“Dangerous signs of separatism” are emerging in some regions of Ukraine, the country’s interim president says as he prepares to meet law enforcement agencies.
Oleskander Turchynov said he was meeting with agencies to discuss how to tackle the issue, days after the overthrow of Moscow-backed President Viktor Yanukovych.
Following Yanukovych’s ousting, there have been demonstrations in some areas of the more traditionally pro-Russian east of Ukraine. There were violent clashes in the city of Kerch, in Crimea, on the weekend.
It is understood that Yanukovych fled to Crimea, and there have been rumours that he boarded a Russian ship in Sevastapol, where Russia has a naval base.
On Tuesday morning, Ukraine’s parliament voted in favour of trying him at the International Criminal Court for “serious crimes”. A resolution linked Yanukovych to police violence against protesters which caused the deaths of more than 100 people and injured 2,000.
The resolution also seeks to send two of his close allies, former interior minister Vitaly Zakharchenko and former prosecutor-general Viktor Pshonka, to the ICC at the Hague.
It claims that the police tortured protesters by holding activists naked in temperatures of minus 15 degrees.
A spokesman for the ICC said that it had not yet received a request from Ukraine’s government to investigate the events leading up to the ousting.
Could Russia invade the Ukraine? Read the analysis
Russia has been calling for western governments to not dictate the future shape of Ukraine. On Tuesday, Foreign Minister Sergie Lavrov said: “It is dangerous and counter-productive to try to force upon Ukraine a choice on the principle: ‘You are either with us or against us.’
“We are interested in Ukraine being a part of a common European family in all meanings of this word.”
However, the Russian President Vladimir Putin has yet to make any public pronouncements on the unrest. He discussed the situation with top security officials on Tuesday morning at a meeting of the security council.
Baroness Catherine Ashton, the EU foreign policy chief, is in Ukraine to offer “strong support”. She said that whilst “we know and understand the strong links between Ukraine and Russia”, there must be a “strong message” about Ukraine’s territorial integrity.
She also said the focus in Ukraine should be on solving short-term problems.
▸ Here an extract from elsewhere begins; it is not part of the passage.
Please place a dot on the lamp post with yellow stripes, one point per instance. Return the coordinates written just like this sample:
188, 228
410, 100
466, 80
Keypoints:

Perhaps the biggest of these problems in the country’s struggling economy.
On Monday, British Foreign Secretary William Hague flew to Washington for emergency talks with US Secretary of State John Kerry, aimed at solving Ukraine’s economic “crisis”.
Mr Hague has warned that Ukraine’s financial situation “may not be sustainable” following the ousting of Viktor Yanukovych, and could lead to further instability in the country.
“An economic crisis in Ukraine would be a grave threat to the country’s stability and have damaging wider consequences,” he told MPs on Monday.
The US has pledged to provide support to Ukraine to “get it back to economic stability.”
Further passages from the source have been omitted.